DIAGNOSIS: The deadly trap of “Is it lawful?”

Obsessed with the question: Is it lawful? Living life by that fundamental rubric.

But law is only for the hard-hearted (whatever all that might mean). So the legalists’ question exposes the legalists’ heart. Doubtless a diagnosis they would protest. Yet when legalists’ hearts brings them to “test” Jesus, rather than “receive” him, the case is made for that heart’s hardness. Testing Jesus is a test-case for exposing a legalist heart.

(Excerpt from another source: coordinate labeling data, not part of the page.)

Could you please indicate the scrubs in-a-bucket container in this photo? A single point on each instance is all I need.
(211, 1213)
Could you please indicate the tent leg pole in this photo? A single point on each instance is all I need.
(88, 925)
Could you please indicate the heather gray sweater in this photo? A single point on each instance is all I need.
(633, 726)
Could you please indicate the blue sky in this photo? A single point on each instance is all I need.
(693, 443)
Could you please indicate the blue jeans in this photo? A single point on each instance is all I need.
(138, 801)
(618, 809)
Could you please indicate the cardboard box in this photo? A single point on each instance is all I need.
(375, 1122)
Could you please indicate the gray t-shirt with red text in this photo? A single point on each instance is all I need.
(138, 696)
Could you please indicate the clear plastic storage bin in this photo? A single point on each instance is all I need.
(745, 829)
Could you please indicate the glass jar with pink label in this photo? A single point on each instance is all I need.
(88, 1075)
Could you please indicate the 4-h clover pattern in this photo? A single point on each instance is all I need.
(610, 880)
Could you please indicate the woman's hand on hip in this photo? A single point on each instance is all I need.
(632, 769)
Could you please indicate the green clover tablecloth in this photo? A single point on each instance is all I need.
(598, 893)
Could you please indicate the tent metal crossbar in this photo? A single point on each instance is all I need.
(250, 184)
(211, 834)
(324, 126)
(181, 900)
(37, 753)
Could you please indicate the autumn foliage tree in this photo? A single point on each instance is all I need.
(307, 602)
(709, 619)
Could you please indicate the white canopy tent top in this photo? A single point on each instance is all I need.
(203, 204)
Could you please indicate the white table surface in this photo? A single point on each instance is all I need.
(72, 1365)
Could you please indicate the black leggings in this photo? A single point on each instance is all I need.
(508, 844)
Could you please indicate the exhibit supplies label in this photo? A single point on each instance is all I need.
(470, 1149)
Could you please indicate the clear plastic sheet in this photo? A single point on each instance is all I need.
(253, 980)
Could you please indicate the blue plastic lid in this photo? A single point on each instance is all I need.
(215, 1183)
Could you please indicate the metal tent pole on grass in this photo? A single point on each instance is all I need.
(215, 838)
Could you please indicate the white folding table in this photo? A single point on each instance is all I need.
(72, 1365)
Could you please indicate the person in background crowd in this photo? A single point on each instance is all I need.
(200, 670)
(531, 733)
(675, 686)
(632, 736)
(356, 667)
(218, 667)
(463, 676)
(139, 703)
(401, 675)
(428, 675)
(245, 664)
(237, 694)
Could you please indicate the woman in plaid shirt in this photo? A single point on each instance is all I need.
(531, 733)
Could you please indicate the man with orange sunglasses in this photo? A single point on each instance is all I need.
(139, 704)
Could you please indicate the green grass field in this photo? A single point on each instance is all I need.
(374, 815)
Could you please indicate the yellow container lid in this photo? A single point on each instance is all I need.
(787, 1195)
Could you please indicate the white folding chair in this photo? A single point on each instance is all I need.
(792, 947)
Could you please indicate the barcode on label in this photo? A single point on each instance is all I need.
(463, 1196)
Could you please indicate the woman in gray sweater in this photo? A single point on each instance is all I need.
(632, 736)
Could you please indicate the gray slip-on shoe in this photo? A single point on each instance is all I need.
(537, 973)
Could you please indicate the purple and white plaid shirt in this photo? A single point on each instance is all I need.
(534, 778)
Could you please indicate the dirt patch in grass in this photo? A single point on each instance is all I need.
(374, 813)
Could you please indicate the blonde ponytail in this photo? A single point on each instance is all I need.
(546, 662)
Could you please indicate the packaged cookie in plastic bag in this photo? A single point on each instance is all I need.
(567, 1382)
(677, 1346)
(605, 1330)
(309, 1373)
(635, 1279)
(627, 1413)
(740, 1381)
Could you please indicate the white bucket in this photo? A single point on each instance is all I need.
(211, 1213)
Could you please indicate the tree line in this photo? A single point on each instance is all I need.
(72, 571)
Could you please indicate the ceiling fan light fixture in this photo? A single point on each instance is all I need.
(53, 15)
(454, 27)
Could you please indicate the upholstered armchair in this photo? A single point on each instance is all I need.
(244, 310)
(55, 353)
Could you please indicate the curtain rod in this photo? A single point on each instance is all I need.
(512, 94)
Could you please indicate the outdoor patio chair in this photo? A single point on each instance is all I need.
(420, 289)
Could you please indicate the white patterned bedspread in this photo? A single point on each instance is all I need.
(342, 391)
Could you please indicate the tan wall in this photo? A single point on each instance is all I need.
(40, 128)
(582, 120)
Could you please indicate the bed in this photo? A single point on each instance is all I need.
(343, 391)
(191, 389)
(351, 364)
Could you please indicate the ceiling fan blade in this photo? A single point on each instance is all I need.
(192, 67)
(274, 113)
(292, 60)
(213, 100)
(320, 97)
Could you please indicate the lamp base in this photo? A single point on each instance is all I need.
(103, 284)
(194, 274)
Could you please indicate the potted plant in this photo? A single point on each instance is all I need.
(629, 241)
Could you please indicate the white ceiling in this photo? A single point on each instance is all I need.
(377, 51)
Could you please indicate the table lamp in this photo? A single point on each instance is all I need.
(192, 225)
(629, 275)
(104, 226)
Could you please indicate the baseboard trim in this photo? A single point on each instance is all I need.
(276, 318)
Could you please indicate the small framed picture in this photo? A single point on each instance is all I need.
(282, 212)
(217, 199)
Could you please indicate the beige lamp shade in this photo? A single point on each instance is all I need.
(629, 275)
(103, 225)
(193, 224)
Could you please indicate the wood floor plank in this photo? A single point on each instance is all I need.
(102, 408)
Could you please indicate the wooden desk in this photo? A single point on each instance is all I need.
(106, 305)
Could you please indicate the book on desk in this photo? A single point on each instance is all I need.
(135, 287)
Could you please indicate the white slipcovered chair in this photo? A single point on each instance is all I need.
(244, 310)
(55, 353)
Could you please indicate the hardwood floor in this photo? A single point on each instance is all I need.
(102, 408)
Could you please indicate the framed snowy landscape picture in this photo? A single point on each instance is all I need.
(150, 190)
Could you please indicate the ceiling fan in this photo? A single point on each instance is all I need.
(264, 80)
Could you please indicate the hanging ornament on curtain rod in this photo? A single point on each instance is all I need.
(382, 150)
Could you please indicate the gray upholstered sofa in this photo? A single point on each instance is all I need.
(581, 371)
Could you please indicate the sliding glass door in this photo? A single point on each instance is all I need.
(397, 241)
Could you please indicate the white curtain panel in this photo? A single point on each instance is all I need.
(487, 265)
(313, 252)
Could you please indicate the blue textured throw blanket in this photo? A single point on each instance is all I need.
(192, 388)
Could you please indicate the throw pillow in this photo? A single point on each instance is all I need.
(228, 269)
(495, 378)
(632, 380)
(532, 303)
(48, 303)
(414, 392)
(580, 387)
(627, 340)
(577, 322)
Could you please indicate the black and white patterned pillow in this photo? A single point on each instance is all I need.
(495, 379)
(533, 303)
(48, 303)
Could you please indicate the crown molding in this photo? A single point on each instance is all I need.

At the deepest level to pursue the “is it lawful?” question is to expose that the questioner–despite his protests–is already breaking the first (sic!) commandment. To the Pharisees Jesus says point blank: sundered marriages contradict God’s will “from the beginning.” So even to ask for what’s permissible on divorce is to be already on the wrong side of the fence from God. In his re-run for the disciples Jesus leads them via the adultery commandment to the same end-point: breaking the adultery injunction is breaking the first commandment. Beset by divorce, frazzled marriages, sequential adultery, etc. hard-hearted sinners–today as well–need more law like they need a hole in the head. Which is what more and better law finally is. What such sinners need is rescue from the law’s constant accusations, call it the blessedness of the Kingdom of God.
PROGNOSIS: Receiving a blessing beyond “what is lawful.”

No surprise, the Ochlos Messiah brings blessing for those cursed by the law’s unending accusation and their curious addiction to that law nonetheless. Jesus is God’s Kingdom coming, God’s mercy-management of sinners in place of God’s otherwise “lawful” counting trespasses and paying sinners what their just deserts are. Christ is God’s blessing in place of the law’s curse. In his cross and resurrection he sweet-swaps his blessing for our curse.

Again, no surprise, the only way to receive this mercy-regime from God is to let his Christ do it to us. Call it faith, the posture of receptivity.

Disciples who’ve received Christ’s “hands-on” blessing replace “Is it lawful?”living with mercy-management as their lifestyle–for themselves, for others. Especially do they do so with the ochlos in their lives, not begrudging them Christ’s blessing, but embracing them and bestowing it upon them–hands on!